Brownie was being particularly dismissive and arrogant; he kept saying I wasn’t telling him everything. But for once, I was. Maybe he just couldn’t believe I would be hiking in Saxon Woods. I’d never been the hiking type, but I was trying to turn over a new leaflet, as my mother would say.
I couldn’t wait to get home and heat up the leftover Italian food waiting in my fridge. As I pulled into the driveway with eggplant rollatini floating through my brain, I spotted Elijah Murphy walking a dog down the block. I trotted over to greet them both.
“Elijah, is that your new dog?”
“Yep. This is Rudy. He’s a Basenji mix. They hardly bark, you know. I didn’t want anyone bellyaching about this one. At least we know Binny Rempson won’t be complaining anymore. I’m glad he’s out of that house, but we don’t know what kind of dog-hater could move in next.”
I realized Elijah might not have heard about Binny’s sudden demise.
“Hmph,” he said after I told him the whole story. “Can’t say I’m sorry Binny is dead. He fed my Ernie poisoned beef, you know.”
“We don’t know that for sure, Elijah. Nobody saw him do it.”
“Oh, Binny did it all right. Too bad I couldn’t convince the authorities it was him. If I could’ve proved it, I would have made sure Binny got the death penalty. I sure would have.”
Sadly, you can’t get the death penalty for killing a dog. Could that fact have turned Elijah Murphy into a revenge-seeking pantsing vigilante? I probably would have pursued this line of thinking further if my phone hadn’t rung right then. I said a quick farewell to Elijah, fished my phone out of my pocket, and read the caller ID. My mother.
She was calling about my finding another body. I really couldn’t argue with her statement that “enough is too much already.” She’d been informed about it via the grapevine that ran across the Florida/New York border (the states in between didn’t count, according to my mother). She’d also heard there were problems with the Rempson estate, such as it was, and wanted an update on the status of the house. Apparently, she’d been told that although Mary’s mom had not left a will, Binny had. And he bequeathed the house to some distant cousins in Belarussia. “Why would anyone leave a house to someone in Belarussia?” she asked.
I assumed she meant Belarus, but she could have meant Brussels. Or Belfast. Or Buffalo.
She said she was “asking for a friend” but her questions and her intimate knowledge of the situation sent shivers up my spine. She wasn’t thinking about moving back up here from Florida, was she? And right next door? I had to find out what had happened to Binny Rempson and how to settle his estate—the sooner the better.
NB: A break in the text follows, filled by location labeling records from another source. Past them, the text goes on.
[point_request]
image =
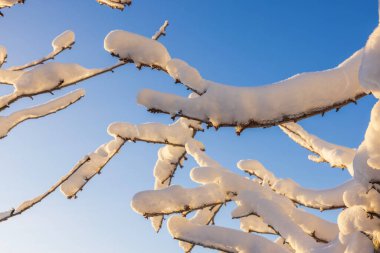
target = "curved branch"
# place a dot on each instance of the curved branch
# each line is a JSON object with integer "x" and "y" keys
{"x": 62, "y": 42}
{"x": 336, "y": 156}
{"x": 161, "y": 31}
{"x": 7, "y": 123}
{"x": 30, "y": 203}
{"x": 219, "y": 238}
{"x": 326, "y": 199}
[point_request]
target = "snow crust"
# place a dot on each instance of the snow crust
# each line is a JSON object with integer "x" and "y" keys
{"x": 97, "y": 160}
{"x": 176, "y": 133}
{"x": 220, "y": 238}
{"x": 49, "y": 76}
{"x": 335, "y": 155}
{"x": 64, "y": 40}
{"x": 369, "y": 72}
{"x": 9, "y": 3}
{"x": 231, "y": 105}
{"x": 10, "y": 121}
{"x": 3, "y": 55}
{"x": 142, "y": 50}
{"x": 115, "y": 4}
{"x": 176, "y": 199}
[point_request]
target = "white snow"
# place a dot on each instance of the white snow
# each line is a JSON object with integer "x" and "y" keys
{"x": 335, "y": 155}
{"x": 90, "y": 168}
{"x": 115, "y": 4}
{"x": 54, "y": 105}
{"x": 291, "y": 98}
{"x": 64, "y": 40}
{"x": 9, "y": 3}
{"x": 177, "y": 133}
{"x": 220, "y": 238}
{"x": 369, "y": 73}
{"x": 142, "y": 50}
{"x": 3, "y": 55}
{"x": 176, "y": 199}
{"x": 49, "y": 76}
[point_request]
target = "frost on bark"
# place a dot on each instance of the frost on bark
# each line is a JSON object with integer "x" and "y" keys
{"x": 264, "y": 205}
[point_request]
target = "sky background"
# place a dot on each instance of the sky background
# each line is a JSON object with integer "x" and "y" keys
{"x": 242, "y": 43}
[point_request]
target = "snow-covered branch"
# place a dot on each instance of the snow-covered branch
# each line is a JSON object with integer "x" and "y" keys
{"x": 336, "y": 156}
{"x": 161, "y": 31}
{"x": 9, "y": 4}
{"x": 176, "y": 135}
{"x": 318, "y": 199}
{"x": 292, "y": 99}
{"x": 62, "y": 42}
{"x": 115, "y": 4}
{"x": 55, "y": 105}
{"x": 219, "y": 238}
{"x": 30, "y": 203}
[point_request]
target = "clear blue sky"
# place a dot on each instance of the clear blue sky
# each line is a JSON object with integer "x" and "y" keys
{"x": 241, "y": 43}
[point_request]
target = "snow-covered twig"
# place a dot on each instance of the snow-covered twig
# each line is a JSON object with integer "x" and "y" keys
{"x": 30, "y": 203}
{"x": 219, "y": 238}
{"x": 115, "y": 4}
{"x": 9, "y": 122}
{"x": 62, "y": 42}
{"x": 161, "y": 31}
{"x": 336, "y": 156}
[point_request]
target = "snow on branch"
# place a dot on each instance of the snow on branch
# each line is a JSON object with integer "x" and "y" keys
{"x": 115, "y": 4}
{"x": 3, "y": 55}
{"x": 169, "y": 158}
{"x": 219, "y": 238}
{"x": 12, "y": 120}
{"x": 176, "y": 135}
{"x": 9, "y": 4}
{"x": 30, "y": 203}
{"x": 254, "y": 223}
{"x": 48, "y": 77}
{"x": 336, "y": 156}
{"x": 318, "y": 199}
{"x": 274, "y": 212}
{"x": 97, "y": 160}
{"x": 62, "y": 42}
{"x": 161, "y": 31}
{"x": 298, "y": 97}
{"x": 203, "y": 216}
{"x": 176, "y": 199}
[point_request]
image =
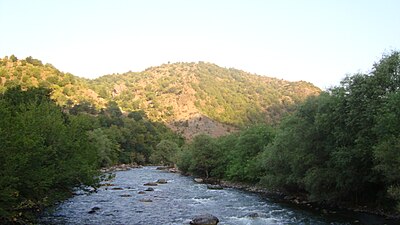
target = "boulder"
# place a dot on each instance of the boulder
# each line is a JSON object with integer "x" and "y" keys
{"x": 94, "y": 209}
{"x": 145, "y": 200}
{"x": 125, "y": 195}
{"x": 205, "y": 219}
{"x": 214, "y": 186}
{"x": 252, "y": 215}
{"x": 173, "y": 170}
{"x": 198, "y": 180}
{"x": 117, "y": 188}
{"x": 161, "y": 181}
{"x": 149, "y": 189}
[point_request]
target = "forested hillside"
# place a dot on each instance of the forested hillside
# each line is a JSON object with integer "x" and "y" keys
{"x": 341, "y": 148}
{"x": 190, "y": 98}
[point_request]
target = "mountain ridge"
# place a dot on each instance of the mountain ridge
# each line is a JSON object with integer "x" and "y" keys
{"x": 190, "y": 98}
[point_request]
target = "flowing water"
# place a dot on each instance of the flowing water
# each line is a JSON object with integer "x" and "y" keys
{"x": 176, "y": 202}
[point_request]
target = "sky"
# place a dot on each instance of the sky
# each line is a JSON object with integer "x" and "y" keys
{"x": 319, "y": 41}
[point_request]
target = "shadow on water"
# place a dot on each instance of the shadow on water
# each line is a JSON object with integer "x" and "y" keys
{"x": 126, "y": 200}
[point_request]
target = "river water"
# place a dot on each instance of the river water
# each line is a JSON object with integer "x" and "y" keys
{"x": 176, "y": 202}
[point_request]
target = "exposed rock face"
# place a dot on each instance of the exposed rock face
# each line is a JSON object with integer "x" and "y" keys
{"x": 205, "y": 219}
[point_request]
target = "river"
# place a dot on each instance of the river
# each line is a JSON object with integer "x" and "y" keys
{"x": 176, "y": 202}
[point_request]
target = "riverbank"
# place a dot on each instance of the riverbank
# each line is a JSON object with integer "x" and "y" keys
{"x": 302, "y": 201}
{"x": 180, "y": 199}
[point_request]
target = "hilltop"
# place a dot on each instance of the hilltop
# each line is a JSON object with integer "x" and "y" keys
{"x": 190, "y": 98}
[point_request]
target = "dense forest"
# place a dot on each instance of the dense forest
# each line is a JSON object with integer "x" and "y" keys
{"x": 46, "y": 150}
{"x": 339, "y": 148}
{"x": 189, "y": 98}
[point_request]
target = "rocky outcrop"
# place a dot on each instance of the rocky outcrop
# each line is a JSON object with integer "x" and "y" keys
{"x": 205, "y": 219}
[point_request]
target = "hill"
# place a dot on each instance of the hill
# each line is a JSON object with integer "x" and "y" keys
{"x": 190, "y": 98}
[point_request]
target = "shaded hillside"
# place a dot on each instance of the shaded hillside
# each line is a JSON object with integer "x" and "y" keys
{"x": 67, "y": 88}
{"x": 190, "y": 98}
{"x": 203, "y": 97}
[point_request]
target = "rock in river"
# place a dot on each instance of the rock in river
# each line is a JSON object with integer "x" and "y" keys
{"x": 205, "y": 219}
{"x": 198, "y": 180}
{"x": 214, "y": 186}
{"x": 149, "y": 189}
{"x": 161, "y": 181}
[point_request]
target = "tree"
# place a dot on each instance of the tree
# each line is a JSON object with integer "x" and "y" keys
{"x": 165, "y": 153}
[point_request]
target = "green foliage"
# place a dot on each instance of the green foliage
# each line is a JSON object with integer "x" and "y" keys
{"x": 40, "y": 162}
{"x": 165, "y": 153}
{"x": 341, "y": 147}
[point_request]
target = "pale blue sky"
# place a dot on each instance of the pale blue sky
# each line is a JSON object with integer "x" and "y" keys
{"x": 318, "y": 41}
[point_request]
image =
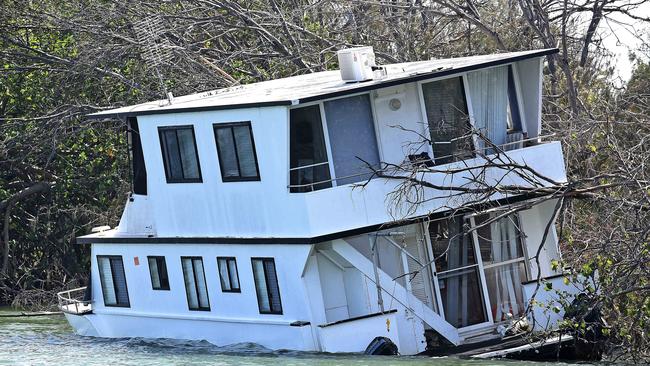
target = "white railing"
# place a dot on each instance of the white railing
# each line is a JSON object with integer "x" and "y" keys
{"x": 72, "y": 302}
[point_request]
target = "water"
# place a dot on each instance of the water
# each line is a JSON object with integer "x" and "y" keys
{"x": 50, "y": 341}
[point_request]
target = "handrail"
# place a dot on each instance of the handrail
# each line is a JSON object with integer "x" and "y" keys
{"x": 502, "y": 146}
{"x": 308, "y": 166}
{"x": 72, "y": 302}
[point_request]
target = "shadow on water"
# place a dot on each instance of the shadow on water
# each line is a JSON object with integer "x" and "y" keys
{"x": 49, "y": 340}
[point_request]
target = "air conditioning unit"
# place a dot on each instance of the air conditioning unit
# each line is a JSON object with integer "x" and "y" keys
{"x": 356, "y": 64}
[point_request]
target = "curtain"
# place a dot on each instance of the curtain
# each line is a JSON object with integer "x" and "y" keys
{"x": 260, "y": 285}
{"x": 119, "y": 277}
{"x": 227, "y": 156}
{"x": 351, "y": 130}
{"x": 245, "y": 151}
{"x": 274, "y": 291}
{"x": 232, "y": 269}
{"x": 446, "y": 108}
{"x": 488, "y": 90}
{"x": 201, "y": 286}
{"x": 173, "y": 160}
{"x": 154, "y": 272}
{"x": 505, "y": 247}
{"x": 190, "y": 285}
{"x": 188, "y": 153}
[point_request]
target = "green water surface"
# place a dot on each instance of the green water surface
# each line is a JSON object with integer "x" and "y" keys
{"x": 50, "y": 341}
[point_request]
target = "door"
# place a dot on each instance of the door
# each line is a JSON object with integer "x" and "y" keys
{"x": 458, "y": 281}
{"x": 504, "y": 262}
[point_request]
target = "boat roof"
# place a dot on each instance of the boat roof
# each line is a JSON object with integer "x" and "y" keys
{"x": 316, "y": 86}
The minute I hung up, my phone rang again. This time, it was Brownie.
“Hey, Charlene,” he said.
Uh oh. No one called me by my real name unless I was in trouble. It made me want to go stand in a corner and suck my thumb. Even my mother, who used my full name—Charlene Annette Tallulah Sneiderman—when she disapproved of my behavior, didn’t resort to the whole megillah often. Thankfully, Brownie only knew the Charlene part, which was bad enough. What kind of trouble was I in now? What could I possibly have done?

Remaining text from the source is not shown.